Der Unterschied gegenüber herkömmlichen Spiralen besteht darin, dass anstelle der Kupferwicklung die Hormonspirale einen Kunststoffzylinder trägt, welcher über eine Zeit von 5 Jahren langsam kleine Mengen eines Gelbkörperhormons abgibt. Dieses entfaltet seine verhütende Wirkung mehrheitlich auf dem Niveau der Gebärmutterschleimhaut, sowie am Schleimpfropf im Gebärmutterhals. Eine geringe Menge des Hormons gelangt in den Körper. Der natürliche hormonelle Monatszyklus bleibt oft erhalten und der Eisprung findet weiterhin statt. Durch das Gelbkörperhormon wird die Schleimhaut in der Gebärmutter ganz niedrig gehalten, was eine deutliche Abnahme von Menstruationsblutung und Monatsschmerzen zur Folge hat. Manchmal bleibt die Periodenblutung sogar gänzlich aus, was jedoch nicht von allen Frauen akzeptiert wird. Die Sicherheit ist so gut wie bei der Pille. Bei Kinderwunsch kann die Spirale ohne nachteilige Folgen fürs "Schwangerwerden" entfernt werden. Die Hormonspirale ist das ideale Verhütungsmittel für Frauen, die eine Langzeitverhütung möchten und Probleme mit der Menstruation haben.

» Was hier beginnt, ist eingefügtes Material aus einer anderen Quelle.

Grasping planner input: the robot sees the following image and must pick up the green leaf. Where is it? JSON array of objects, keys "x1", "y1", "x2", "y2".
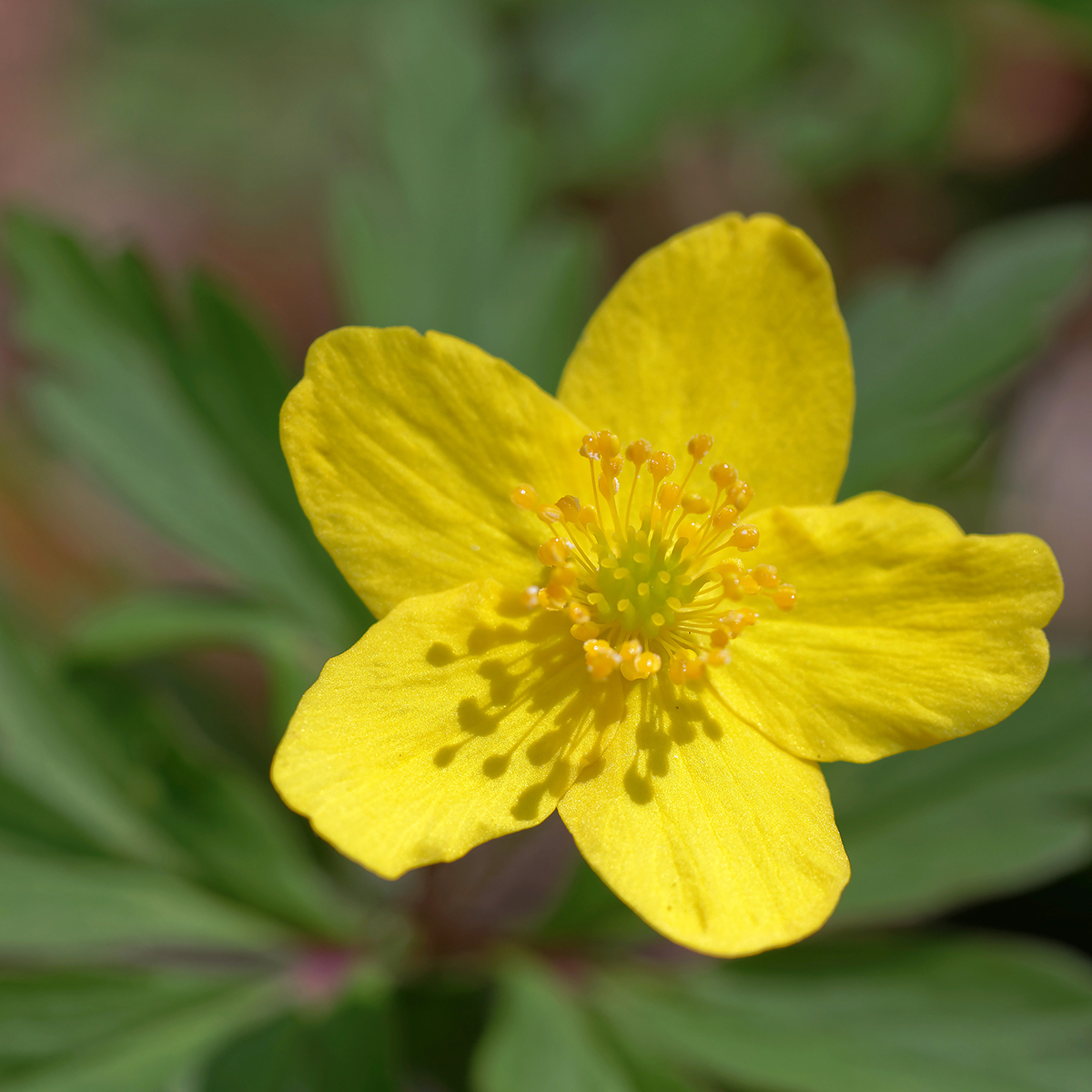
[
  {"x1": 842, "y1": 208, "x2": 1092, "y2": 496},
  {"x1": 64, "y1": 668, "x2": 360, "y2": 939},
  {"x1": 534, "y1": 0, "x2": 791, "y2": 182},
  {"x1": 535, "y1": 857, "x2": 656, "y2": 943},
  {"x1": 0, "y1": 842, "x2": 289, "y2": 959},
  {"x1": 5, "y1": 210, "x2": 360, "y2": 646},
  {"x1": 594, "y1": 937, "x2": 1092, "y2": 1092},
  {"x1": 69, "y1": 592, "x2": 327, "y2": 739},
  {"x1": 332, "y1": 0, "x2": 597, "y2": 389},
  {"x1": 760, "y1": 0, "x2": 966, "y2": 186},
  {"x1": 201, "y1": 988, "x2": 402, "y2": 1092},
  {"x1": 471, "y1": 959, "x2": 633, "y2": 1092},
  {"x1": 824, "y1": 660, "x2": 1092, "y2": 922},
  {"x1": 0, "y1": 971, "x2": 275, "y2": 1092},
  {"x1": 0, "y1": 618, "x2": 177, "y2": 863}
]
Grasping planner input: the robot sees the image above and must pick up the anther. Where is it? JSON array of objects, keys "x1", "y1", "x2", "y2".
[
  {"x1": 728, "y1": 523, "x2": 758, "y2": 553},
  {"x1": 557, "y1": 495, "x2": 580, "y2": 523},
  {"x1": 710, "y1": 504, "x2": 739, "y2": 531},
  {"x1": 539, "y1": 539, "x2": 572, "y2": 566},
  {"x1": 728, "y1": 481, "x2": 754, "y2": 512},
  {"x1": 649, "y1": 451, "x2": 675, "y2": 481},
  {"x1": 657, "y1": 481, "x2": 682, "y2": 512},
  {"x1": 709, "y1": 463, "x2": 739, "y2": 490},
  {"x1": 686, "y1": 432, "x2": 713, "y2": 463},
  {"x1": 595, "y1": 428, "x2": 622, "y2": 460},
  {"x1": 512, "y1": 482, "x2": 539, "y2": 512}
]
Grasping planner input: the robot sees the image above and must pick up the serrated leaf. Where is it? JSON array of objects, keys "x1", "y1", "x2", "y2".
[
  {"x1": 824, "y1": 660, "x2": 1092, "y2": 923},
  {"x1": 594, "y1": 937, "x2": 1092, "y2": 1092},
  {"x1": 63, "y1": 667, "x2": 359, "y2": 939},
  {"x1": 471, "y1": 960, "x2": 633, "y2": 1092},
  {"x1": 5, "y1": 217, "x2": 360, "y2": 645},
  {"x1": 0, "y1": 971, "x2": 277, "y2": 1092},
  {"x1": 842, "y1": 208, "x2": 1092, "y2": 496},
  {"x1": 0, "y1": 842, "x2": 290, "y2": 960}
]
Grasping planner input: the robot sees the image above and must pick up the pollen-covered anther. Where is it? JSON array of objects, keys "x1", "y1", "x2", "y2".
[
  {"x1": 728, "y1": 481, "x2": 754, "y2": 512},
  {"x1": 584, "y1": 639, "x2": 622, "y2": 679},
  {"x1": 539, "y1": 569, "x2": 577, "y2": 611},
  {"x1": 648, "y1": 451, "x2": 675, "y2": 481},
  {"x1": 539, "y1": 539, "x2": 572, "y2": 566},
  {"x1": 555, "y1": 495, "x2": 580, "y2": 523},
  {"x1": 512, "y1": 430, "x2": 796, "y2": 686}
]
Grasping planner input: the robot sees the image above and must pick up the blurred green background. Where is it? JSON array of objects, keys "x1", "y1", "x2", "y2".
[{"x1": 0, "y1": 0, "x2": 1092, "y2": 1092}]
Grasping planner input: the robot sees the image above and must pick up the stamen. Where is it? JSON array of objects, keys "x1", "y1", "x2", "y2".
[{"x1": 511, "y1": 430, "x2": 796, "y2": 686}]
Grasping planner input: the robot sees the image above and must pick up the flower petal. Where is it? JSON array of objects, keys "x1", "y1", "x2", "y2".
[
  {"x1": 703, "y1": 493, "x2": 1061, "y2": 763},
  {"x1": 558, "y1": 676, "x2": 850, "y2": 956},
  {"x1": 273, "y1": 581, "x2": 622, "y2": 878},
  {"x1": 280, "y1": 327, "x2": 586, "y2": 617},
  {"x1": 558, "y1": 214, "x2": 853, "y2": 506}
]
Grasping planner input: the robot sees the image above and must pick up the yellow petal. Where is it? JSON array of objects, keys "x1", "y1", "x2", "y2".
[
  {"x1": 280, "y1": 328, "x2": 586, "y2": 617},
  {"x1": 705, "y1": 493, "x2": 1061, "y2": 763},
  {"x1": 273, "y1": 581, "x2": 622, "y2": 878},
  {"x1": 558, "y1": 214, "x2": 853, "y2": 506},
  {"x1": 558, "y1": 676, "x2": 850, "y2": 956}
]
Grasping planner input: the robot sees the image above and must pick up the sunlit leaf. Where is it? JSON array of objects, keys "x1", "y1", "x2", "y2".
[{"x1": 5, "y1": 217, "x2": 361, "y2": 645}]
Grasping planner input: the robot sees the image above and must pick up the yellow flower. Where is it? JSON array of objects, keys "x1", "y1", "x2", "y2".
[{"x1": 273, "y1": 215, "x2": 1061, "y2": 956}]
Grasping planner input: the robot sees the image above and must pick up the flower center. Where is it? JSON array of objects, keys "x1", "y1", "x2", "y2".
[{"x1": 512, "y1": 431, "x2": 796, "y2": 683}]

Das Verhütungsstäbchen "Implanon"
Implanon ist ein langwirkendes hormonelles Verhütungsmittel. Es handelt sich dabei um ein kleines dünnes Kunststoffstäbchen, das einfach und schmerzlos auf der Innenseite des Oberarms direkt unter die Haut eingesetzt wird. Das Stäbchen enthält ein weibliches Geschlechtshormon aus der Gruppe der Gestagene (Gelbkörperhormon). Dieses wird langsam über einen Zeitraum von 3 Jahren in die Blutbahn freigesetzt. Durch Implanon wird der Eisprung verhindert, die Gebärmutterschleimhaut wird niedrig gehalten und der Schleim im Gebärmutterhals wird zäh und für Spermien kaum mehr durchdringbar. Die Sicherheit ist sehr hoch. Ähnlich wie bei der Dreimonatsspritze kann die Monatsblutung schwächer oder unregelmässig werden oder auch ganz ausbleiben. 20% der Frauen haben jedoch häufigere und längere Blutungen oder unangenehme Schmierblutungen. Nach Entfernen des Implanons hört die Hormonwirkung innerhalb von wenigen Tagen auf.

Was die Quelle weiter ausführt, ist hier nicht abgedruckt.